Cointelegraph, a blockchain media outlet, reported on Sunday that the central bank, together with Thailand's Securities and Exchange Commission, is auditing USDT, cash transactions and currency exchange transactions to identify and block illicit fund flows.
The move comes as call centre crimes linked to Chinese scam groups spread across the region. The grey economy targeted by Thai authorities refers to the circulation of cash of unclear origin. It can include funds from suspicious routes such as scam call centres.
The central bank is watching closely as stablecoins are being used rapidly as a means of large cross-border fund transfers. It judges that stablecoins can also be used to move illicit funds because payments are made almost instantly. Bank of Thailand Governor Vitai Ratanakorn (비타이 라타나콘) said in an interview with local media outlet The Nation that "the measures we are implementing do not end in the short term" and that it would "pursue multiple strategies at the same time".
The scope of monitoring does not stop with stablecoins. Commercial banks' compliance obligations will expand to cover cash networks, currency exchange booths, gold bar transactions and suspicious stablecoin transactions. The aim is to prevent regulated institutions from being used as channels for corruption or illegal deals.
Rules on cash transactions will also be tightened.
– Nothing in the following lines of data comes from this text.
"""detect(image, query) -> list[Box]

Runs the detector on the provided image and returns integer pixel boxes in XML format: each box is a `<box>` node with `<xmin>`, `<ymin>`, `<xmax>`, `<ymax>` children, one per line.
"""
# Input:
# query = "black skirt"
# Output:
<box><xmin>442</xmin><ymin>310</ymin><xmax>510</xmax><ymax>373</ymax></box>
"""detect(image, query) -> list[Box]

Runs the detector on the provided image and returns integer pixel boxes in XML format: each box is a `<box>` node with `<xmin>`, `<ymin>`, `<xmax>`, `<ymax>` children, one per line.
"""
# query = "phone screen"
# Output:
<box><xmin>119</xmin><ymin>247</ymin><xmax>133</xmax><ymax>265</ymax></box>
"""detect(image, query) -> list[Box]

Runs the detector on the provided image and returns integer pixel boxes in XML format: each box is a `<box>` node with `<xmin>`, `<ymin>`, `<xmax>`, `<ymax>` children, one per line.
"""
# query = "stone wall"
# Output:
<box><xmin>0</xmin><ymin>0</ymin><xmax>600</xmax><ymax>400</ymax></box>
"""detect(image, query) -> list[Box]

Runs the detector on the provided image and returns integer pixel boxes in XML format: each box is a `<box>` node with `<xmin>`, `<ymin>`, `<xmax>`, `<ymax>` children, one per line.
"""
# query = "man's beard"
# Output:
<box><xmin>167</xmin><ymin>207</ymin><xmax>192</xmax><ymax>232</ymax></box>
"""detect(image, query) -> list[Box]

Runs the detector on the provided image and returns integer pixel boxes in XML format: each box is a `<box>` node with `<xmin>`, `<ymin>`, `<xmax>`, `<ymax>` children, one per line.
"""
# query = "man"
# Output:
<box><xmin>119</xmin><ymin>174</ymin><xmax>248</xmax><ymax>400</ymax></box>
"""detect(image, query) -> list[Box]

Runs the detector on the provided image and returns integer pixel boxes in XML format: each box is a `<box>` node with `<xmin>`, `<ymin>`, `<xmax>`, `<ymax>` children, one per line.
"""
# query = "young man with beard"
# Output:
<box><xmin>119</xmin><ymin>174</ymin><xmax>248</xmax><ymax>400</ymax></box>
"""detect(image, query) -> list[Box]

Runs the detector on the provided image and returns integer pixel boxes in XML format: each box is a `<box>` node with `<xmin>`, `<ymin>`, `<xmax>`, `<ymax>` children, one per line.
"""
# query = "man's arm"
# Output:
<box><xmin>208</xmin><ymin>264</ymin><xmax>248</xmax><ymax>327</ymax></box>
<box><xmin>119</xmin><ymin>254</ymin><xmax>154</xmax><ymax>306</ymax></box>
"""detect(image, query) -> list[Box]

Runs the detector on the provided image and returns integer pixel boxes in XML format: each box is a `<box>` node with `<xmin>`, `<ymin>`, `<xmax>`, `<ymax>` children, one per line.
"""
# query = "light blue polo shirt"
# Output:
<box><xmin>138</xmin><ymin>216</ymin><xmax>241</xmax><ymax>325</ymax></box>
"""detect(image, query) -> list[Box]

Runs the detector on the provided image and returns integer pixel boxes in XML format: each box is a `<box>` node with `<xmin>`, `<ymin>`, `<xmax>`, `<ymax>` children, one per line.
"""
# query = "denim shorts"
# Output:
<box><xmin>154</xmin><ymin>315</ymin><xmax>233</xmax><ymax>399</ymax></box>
Large cash transactions will require reporting of the source of funds, and the monitoring scope will include large-scale exchanges of high-denomination bills into smaller bills without a clear reason. Cash deposits exceeding 5 million baht will require full disclosure of all funds.
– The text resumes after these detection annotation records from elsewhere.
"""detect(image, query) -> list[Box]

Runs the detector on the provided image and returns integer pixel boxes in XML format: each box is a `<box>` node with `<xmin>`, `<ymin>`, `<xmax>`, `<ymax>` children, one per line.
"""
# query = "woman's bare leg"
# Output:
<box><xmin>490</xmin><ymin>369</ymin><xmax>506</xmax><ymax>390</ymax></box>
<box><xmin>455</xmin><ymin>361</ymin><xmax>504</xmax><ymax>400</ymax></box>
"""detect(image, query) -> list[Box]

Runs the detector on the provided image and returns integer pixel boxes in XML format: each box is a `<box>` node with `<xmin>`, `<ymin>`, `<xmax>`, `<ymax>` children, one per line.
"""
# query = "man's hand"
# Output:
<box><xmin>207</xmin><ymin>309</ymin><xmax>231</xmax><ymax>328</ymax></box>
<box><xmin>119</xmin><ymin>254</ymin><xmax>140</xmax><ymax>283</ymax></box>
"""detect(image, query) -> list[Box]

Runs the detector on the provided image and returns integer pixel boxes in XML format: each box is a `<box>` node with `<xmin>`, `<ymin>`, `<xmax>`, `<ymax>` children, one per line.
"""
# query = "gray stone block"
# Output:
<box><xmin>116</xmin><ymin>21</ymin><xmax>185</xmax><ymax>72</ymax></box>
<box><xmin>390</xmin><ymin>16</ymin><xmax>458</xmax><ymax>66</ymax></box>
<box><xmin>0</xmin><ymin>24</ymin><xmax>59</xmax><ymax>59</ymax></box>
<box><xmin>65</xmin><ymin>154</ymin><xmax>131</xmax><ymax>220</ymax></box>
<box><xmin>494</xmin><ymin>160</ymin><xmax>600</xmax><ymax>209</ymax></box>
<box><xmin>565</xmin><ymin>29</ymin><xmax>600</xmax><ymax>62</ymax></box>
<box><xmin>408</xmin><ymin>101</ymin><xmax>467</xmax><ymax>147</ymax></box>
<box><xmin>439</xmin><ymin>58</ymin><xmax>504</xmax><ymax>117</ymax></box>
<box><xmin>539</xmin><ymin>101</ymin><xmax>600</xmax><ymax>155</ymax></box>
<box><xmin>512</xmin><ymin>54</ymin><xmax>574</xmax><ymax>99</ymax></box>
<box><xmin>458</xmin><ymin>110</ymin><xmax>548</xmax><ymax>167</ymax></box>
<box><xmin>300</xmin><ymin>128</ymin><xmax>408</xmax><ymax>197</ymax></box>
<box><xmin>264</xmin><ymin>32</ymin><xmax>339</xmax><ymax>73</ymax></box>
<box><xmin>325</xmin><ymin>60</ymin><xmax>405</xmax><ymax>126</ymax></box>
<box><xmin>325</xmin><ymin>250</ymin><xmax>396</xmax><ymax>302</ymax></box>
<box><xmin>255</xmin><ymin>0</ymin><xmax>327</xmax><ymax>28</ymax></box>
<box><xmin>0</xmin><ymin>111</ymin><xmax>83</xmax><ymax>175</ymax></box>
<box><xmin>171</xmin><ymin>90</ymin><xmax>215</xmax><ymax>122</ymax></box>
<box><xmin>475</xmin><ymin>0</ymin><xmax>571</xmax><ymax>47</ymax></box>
Thailand has often been cited as a crypto-friendly region, but the central bank still bans payments using digital assets and stablecoins. Crypto trading itself is legal. Thailand's largest exchange, Bitkub, has daily trading volume of about $26 million, or about 38.8 billion won, and CoinGecko said nearly 40 percent of that was counted as foreign exchange-type transactions. Among trading pairs, USDT/THB accounted for the largest share.
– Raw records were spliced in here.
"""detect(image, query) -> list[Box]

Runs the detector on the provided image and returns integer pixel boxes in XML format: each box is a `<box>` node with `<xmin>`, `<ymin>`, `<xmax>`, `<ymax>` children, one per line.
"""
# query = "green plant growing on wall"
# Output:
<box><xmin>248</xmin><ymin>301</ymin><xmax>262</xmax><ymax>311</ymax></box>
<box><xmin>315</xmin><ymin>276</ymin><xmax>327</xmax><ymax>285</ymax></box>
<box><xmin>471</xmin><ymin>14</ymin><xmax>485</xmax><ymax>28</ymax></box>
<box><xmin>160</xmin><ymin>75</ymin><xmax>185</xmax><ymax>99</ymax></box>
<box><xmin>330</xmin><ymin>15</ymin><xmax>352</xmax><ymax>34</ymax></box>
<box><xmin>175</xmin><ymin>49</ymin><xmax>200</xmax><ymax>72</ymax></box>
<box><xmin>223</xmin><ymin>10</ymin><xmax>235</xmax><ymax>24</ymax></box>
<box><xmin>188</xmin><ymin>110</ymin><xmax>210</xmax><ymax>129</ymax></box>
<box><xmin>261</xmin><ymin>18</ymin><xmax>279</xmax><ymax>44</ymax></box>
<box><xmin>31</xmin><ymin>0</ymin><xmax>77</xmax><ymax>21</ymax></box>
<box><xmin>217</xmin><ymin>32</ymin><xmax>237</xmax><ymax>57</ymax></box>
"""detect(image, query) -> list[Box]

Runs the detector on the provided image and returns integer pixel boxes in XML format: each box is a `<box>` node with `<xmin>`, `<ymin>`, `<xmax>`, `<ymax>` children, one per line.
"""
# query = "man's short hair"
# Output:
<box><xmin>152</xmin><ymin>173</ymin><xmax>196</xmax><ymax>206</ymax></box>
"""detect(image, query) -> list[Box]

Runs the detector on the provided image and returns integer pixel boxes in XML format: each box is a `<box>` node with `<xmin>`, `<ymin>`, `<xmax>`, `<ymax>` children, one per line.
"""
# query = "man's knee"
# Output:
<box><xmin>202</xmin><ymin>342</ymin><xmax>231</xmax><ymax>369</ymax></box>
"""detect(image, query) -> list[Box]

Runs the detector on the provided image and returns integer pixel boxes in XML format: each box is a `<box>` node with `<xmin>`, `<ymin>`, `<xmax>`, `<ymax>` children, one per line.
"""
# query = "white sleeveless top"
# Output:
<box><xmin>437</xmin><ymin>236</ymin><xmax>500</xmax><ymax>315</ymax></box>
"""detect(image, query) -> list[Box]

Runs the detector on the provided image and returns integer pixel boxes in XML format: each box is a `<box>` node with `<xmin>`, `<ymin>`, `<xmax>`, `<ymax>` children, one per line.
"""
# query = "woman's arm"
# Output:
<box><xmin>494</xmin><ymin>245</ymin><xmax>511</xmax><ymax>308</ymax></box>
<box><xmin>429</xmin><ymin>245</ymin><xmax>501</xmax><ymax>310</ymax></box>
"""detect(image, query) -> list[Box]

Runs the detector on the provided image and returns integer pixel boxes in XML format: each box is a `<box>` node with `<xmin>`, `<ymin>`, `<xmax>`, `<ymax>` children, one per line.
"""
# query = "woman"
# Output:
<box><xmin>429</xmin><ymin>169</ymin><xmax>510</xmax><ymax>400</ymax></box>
Against that backdrop, Thailand's financial sector has already carried out a sweeping account crackdown. Thai banks froze or restricted 3 million bank accounts in 2025 as part of a crackdown on mule accounts, grey money and suspicious transactions. However, the action at the time also ensnared thousands of individual investors and legitimate companies, and drew criticism locally that "the enforcement method was wrong".
The latest move focuses on linking stablecoin transaction monitoring with existing cash regulations to scrutinise overall fund flows. As a result, the Thai market has seen a growing possibility that banks and exchanges will further strengthen verification procedures for large stablecoin transactions including USDT, regardless of the legality of crypto trading.